Out-Law News | 23 Jan 2019 | 4:56 pm | 2 min. read
The 'model AI governance framework' provides "a baseline set of considerations and measures for organisations operating in any sector to adopt", according to the consultation paper prepared by the Personal Data Protection Commission (PDPC) and Infocomm Media Development Authority (IMDA).
"It is generally acknowledged that the area of artificial intelligence is a fledgling one progressing at a breakneck speed," Bryan Tan, a technology law expert at Pinsent Masons MPillay, the Singapore joint law venture between MPillay and Pinsent Masons, the law firm behind Out-Law.com, said.
"Therefore, while the model framework is not exhaustive nor evergreen, it is nonetheless a good starting point for organisations developing AI decision-making tools," he said.
The framework was announced at the World Economic Forum in Davos, Switzerland, in the hope of it attracting global feedback, Singapore's minister for communications and information, S. Iswaran, said.
The new framework promotes "clear roles and responsibilities for the ethical deployment of AI", and contains further internal governance measures that organisations can adopt, including in respect of risk management and internal controls, to ensure "robust oversight" of their use of AI.
It also sets out a series of steps businesses can take to set a decision-making model for AI that best suits their objectives and corporate values, but which also factors in societal norms and values and risks to individuals. Businesses following the framework are advised to determine "the level of human oversight" in their "decision-making process involving AI" after classifying "the probability and severity of harm to an individual as a result of the decision made by an organisation about that individual".
The framework also contains recommendations on "good data accountability practices" to "ensure the effectiveness of an AI solution".
Businesses should take steps to understand "where the data originally came from, how it was collected, curated and moved within the organisation, and how its accuracy is maintained over time", address factors that impact on the quality of data, and counteract inherent bias in datasets that "may lead to undesired outcomes such as unintended discriminatory decisions", according to the framework.
Businesses are also encouraged to use different datasets for training, testing, and validation, and to periodically review and update the datasets used in AI solutions "to ensure accuracy, quality, currency, relevance, and reliability".
Algorithms used in AI systems should be "explainable" where possible, and if not then "the repeatability of results produced by the AI model" should be documented, and decision-making processes further documented "in an easily understandable way", according to the new guidance.
Businesses providing AI solutions are further urged to provide information about their AI use to customers in a bid to build their trust in those solutions.
Companies could achieve this include by "disclosing the manner in which an AI decision may affect the individuals, and if the decision is reversible", making "meaningful summaries" of ethical evaluations carried out in relation to their AI solutions available, offering customers the option to 'opt-out', for example, according to the framework.

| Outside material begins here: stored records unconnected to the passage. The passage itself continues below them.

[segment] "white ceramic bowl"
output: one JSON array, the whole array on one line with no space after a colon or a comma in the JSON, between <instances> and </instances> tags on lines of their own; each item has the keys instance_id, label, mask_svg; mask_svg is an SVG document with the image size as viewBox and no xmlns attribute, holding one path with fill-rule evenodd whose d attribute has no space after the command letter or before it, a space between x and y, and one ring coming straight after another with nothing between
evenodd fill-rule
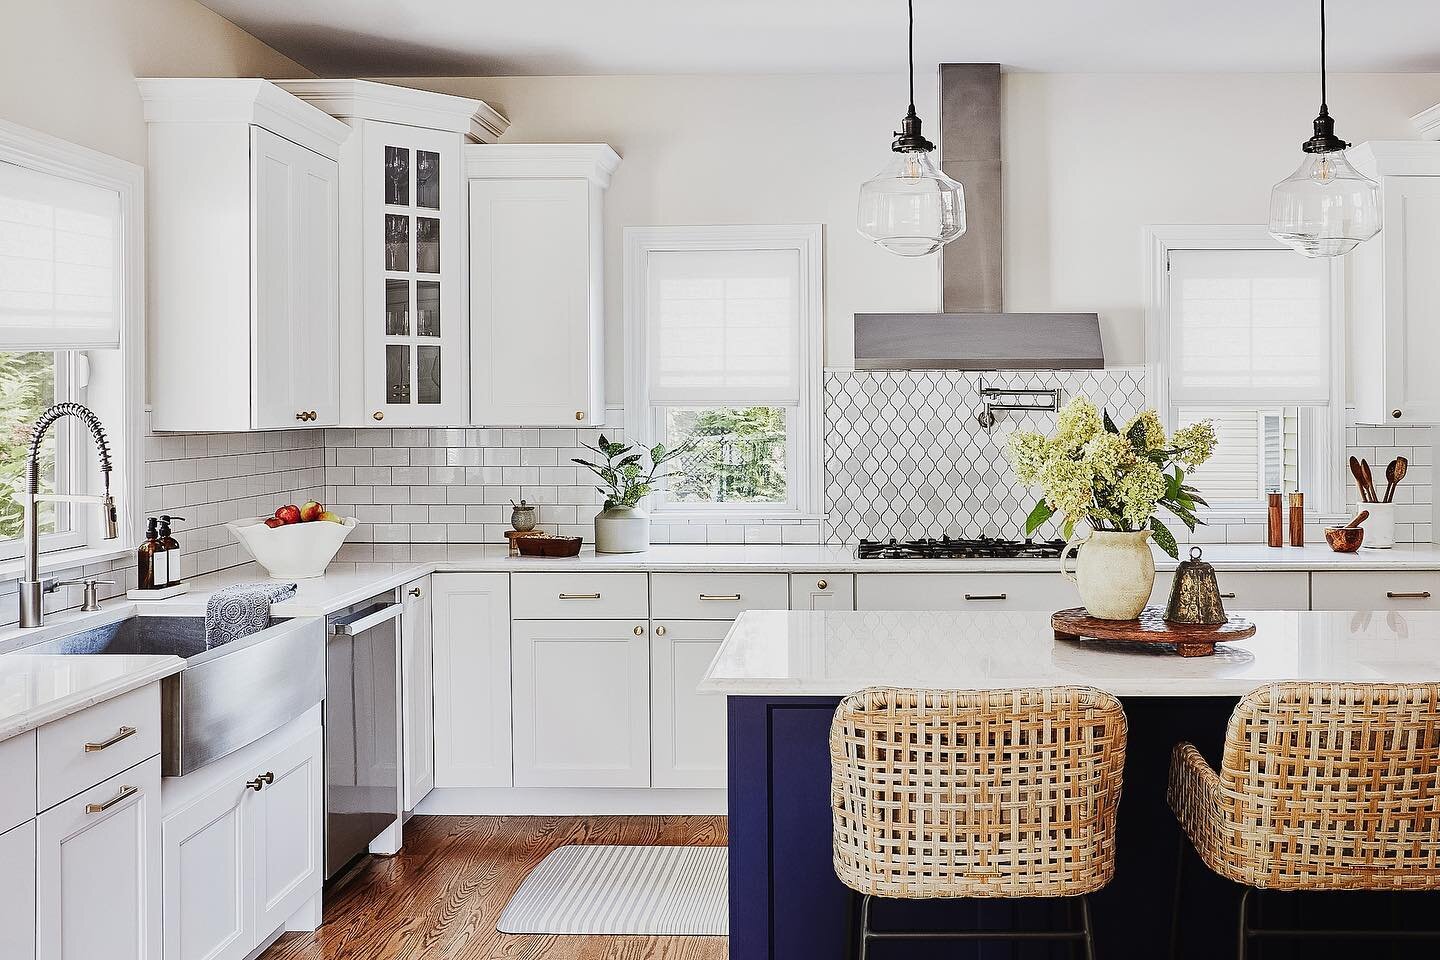
<instances>
[{"instance_id":1,"label":"white ceramic bowl","mask_svg":"<svg viewBox=\"0 0 1440 960\"><path fill-rule=\"evenodd\" d=\"M233 520L225 527L275 580L324 576L325 568L340 552L340 545L355 529L354 517L346 517L344 523L311 520L283 527L267 527L266 519Z\"/></svg>"}]
</instances>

Businesses have been encouraged to pilot the use of the framework when implementing AI and feedback their experiences by 30 June. The (IMDA) said the framework is "a living document, intended to be agile in evolving with the fast-paced changes in a digital economy and expected to continue to develop alongside adoptees use".
Minister Iswaran said the framework "helps translate ethical principles into pragmatic measures that businesses can adopt".
"Where AI is concerned, there are big questions to be answered, and even bigger ones yet to be asked," Iswaran said. "The model framework may not have all the answers, but it represents a firm start and provides an opportunity for all – individuals and organisations alike – to grapple with fundamental ideas and practices that may prove to be key in determining the development of AI in the years to come."